DC, this value is about 75 mA

AC, this value is about 15 mA

and varies with muscle mass.

 

A low-voltage (110 to 220v) 60-Hz AC traveling throughout the chest for a fraction of a second may induce ventricular fibrillation at current s as low as 60 to 100 mA; about 300 to 500 mA of DC are required. If the current has a direct pathway to the heart (eg., via a cardiac catheter or pacemaker electrodes), much lower currents (>1 mA, AC or DC) can produce fibrillation.

Body resistance (measure in ohms/sq. cm) is concentrated primarily in the skin and varies directly with the skin's condition. Dry, well-keratinized, intact skin has an average resistance of 20,00 to 30,000 ohms/ sq. cm, whereas the resistance of moist thin skin is about 500ohms/sq. cm. If the skin is punctures (eg., from a cut or abrasion, or by a needle), or if current is applied to moist mucous membranes the resistance may be as low as 200 to 300 ohms/sec squared. A thickly callused palm or sole may have a resistance of 2 to 3 million ohms/sec squared. As current passes throughout the skin, much energy may be dissipated at the surface if the skin resistance is high, and large surface burns can result at both the entry and exit points with charring of tissues in between (heat = amperage2 x resistance). Tissues are also burned internally, depending on their resistance; nerves, blood vessels, and muscles conduct electricity more readily than denser tissues, eg., fat, tendon, and bone. If the skin resistance is low, the patient may have few, if any, extensive burns but may still suffer cardiac arrest if current reaches the heart.
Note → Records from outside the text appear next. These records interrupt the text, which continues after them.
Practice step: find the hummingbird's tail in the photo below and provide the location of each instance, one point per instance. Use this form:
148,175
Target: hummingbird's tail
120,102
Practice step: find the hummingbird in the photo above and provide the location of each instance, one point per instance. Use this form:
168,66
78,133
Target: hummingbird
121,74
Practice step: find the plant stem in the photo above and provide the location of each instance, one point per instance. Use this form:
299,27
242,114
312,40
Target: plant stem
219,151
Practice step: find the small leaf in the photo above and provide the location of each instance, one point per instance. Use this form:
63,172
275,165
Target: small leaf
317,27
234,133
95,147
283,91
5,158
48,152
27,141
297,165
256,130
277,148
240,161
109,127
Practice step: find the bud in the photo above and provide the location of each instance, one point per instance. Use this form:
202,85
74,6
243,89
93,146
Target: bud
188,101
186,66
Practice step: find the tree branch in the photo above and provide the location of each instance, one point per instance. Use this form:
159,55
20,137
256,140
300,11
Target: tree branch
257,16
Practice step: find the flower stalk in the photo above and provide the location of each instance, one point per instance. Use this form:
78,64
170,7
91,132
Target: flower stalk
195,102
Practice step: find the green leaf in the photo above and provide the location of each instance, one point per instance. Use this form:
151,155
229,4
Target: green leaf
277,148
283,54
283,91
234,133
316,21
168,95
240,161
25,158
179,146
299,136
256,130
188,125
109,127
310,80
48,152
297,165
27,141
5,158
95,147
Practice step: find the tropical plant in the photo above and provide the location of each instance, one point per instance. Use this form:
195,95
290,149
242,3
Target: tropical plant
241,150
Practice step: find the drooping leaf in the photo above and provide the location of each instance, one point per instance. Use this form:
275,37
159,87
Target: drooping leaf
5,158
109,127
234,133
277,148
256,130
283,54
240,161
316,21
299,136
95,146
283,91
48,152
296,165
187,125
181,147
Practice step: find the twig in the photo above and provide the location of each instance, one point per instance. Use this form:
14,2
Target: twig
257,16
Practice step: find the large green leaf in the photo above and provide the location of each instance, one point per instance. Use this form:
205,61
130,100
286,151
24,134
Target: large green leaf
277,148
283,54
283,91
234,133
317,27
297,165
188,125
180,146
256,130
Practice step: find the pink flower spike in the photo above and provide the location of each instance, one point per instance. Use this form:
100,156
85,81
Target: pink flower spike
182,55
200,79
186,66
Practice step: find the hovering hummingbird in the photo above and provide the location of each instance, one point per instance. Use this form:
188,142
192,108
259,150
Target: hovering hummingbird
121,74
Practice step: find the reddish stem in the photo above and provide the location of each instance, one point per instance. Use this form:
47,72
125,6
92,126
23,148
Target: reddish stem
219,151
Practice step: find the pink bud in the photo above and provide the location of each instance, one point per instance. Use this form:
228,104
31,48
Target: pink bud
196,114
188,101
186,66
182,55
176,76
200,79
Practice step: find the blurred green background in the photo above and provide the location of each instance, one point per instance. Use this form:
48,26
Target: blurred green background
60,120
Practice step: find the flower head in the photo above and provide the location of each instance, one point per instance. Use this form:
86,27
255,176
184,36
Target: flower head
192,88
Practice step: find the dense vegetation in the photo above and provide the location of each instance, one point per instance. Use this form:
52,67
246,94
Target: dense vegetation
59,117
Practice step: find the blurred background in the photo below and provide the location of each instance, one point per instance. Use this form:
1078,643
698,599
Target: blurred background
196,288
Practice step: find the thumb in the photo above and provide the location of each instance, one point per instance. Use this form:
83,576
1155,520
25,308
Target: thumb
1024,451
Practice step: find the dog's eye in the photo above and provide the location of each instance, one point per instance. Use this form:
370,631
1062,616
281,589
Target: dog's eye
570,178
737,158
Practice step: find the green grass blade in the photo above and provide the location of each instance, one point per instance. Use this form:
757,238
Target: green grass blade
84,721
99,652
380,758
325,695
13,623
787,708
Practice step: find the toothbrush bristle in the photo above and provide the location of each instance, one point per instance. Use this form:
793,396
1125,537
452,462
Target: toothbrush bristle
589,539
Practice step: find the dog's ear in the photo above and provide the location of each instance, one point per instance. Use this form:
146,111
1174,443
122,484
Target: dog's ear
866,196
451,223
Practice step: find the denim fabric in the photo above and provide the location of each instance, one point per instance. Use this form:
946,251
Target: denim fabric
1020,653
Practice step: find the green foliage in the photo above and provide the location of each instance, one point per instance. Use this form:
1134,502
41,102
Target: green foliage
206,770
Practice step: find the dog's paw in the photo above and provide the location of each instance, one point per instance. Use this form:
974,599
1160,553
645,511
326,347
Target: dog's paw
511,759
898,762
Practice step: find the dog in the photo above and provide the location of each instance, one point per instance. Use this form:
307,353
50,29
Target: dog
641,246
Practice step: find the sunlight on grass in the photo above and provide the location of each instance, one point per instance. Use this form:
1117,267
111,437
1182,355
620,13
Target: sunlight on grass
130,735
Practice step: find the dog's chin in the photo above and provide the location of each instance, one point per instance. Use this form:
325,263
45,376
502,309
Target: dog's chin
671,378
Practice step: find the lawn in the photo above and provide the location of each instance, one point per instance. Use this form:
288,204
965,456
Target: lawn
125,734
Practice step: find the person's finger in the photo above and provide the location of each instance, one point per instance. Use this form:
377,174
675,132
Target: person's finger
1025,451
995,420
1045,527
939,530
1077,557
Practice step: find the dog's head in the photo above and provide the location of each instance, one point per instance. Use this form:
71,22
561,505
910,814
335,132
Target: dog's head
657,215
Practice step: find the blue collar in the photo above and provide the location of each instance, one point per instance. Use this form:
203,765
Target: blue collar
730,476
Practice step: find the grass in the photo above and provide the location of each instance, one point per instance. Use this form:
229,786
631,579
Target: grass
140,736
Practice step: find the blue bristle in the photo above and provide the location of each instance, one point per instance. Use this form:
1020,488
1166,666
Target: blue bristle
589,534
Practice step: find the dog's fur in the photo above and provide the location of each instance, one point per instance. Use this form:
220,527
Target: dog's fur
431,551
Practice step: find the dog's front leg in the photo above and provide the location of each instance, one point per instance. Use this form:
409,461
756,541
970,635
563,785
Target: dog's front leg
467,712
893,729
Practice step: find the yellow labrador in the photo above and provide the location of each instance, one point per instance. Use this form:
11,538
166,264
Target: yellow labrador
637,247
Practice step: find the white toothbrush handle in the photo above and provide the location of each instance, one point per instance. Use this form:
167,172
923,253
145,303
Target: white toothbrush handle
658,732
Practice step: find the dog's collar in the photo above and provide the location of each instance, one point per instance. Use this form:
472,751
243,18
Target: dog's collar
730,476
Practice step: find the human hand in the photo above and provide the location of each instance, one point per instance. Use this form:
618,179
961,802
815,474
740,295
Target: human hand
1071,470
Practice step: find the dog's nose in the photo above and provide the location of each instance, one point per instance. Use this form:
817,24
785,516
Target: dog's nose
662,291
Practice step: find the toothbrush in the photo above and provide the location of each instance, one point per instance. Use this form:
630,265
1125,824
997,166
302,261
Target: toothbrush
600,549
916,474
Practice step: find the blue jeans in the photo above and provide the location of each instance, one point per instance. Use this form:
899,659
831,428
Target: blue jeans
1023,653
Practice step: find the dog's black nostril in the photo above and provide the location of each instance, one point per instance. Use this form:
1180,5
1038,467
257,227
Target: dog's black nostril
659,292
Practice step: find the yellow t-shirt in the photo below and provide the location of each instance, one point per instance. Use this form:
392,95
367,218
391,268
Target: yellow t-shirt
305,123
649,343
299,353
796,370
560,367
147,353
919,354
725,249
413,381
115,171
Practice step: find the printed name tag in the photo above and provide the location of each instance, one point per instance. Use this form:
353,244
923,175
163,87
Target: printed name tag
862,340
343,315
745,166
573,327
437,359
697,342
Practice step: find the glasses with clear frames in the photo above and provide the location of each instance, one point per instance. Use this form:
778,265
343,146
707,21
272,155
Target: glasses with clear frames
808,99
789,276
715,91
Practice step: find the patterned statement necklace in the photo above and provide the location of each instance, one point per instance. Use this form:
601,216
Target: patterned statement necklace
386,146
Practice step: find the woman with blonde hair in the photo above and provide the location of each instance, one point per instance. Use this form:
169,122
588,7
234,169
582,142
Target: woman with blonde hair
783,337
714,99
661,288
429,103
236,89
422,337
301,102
The pathway of current throughout he body can be crucial in determining injury. Conduction from arm to arm or between an arm and a foot at ground potential is much more dangerous than contact between a leg and ground, since the current may traverse the heart. Electrical injuries to the head may cause seizures, intraventricular hemorrhage, respiratory arrest, ventricular fibrillation or asystole, or, as a late effect, cataracts. The most common entry point for electricity is the hand, followed by the head. The most common exit point is the foot.

The duration of current flow through the body is important. While the heart is vulnerable to small currents at relatively low voltages, in general, the amount of injury to the body is directly proportional to the duration of exposure because tissue breakdown occurs with longer durations, allowing internal current flow. Heat is produced by current flow through tissues, causing severe burns, protein coagulation, vascular thrombosis, and tissue necrosis.

When a victim freezes to a circuit, he may suffer severe burns.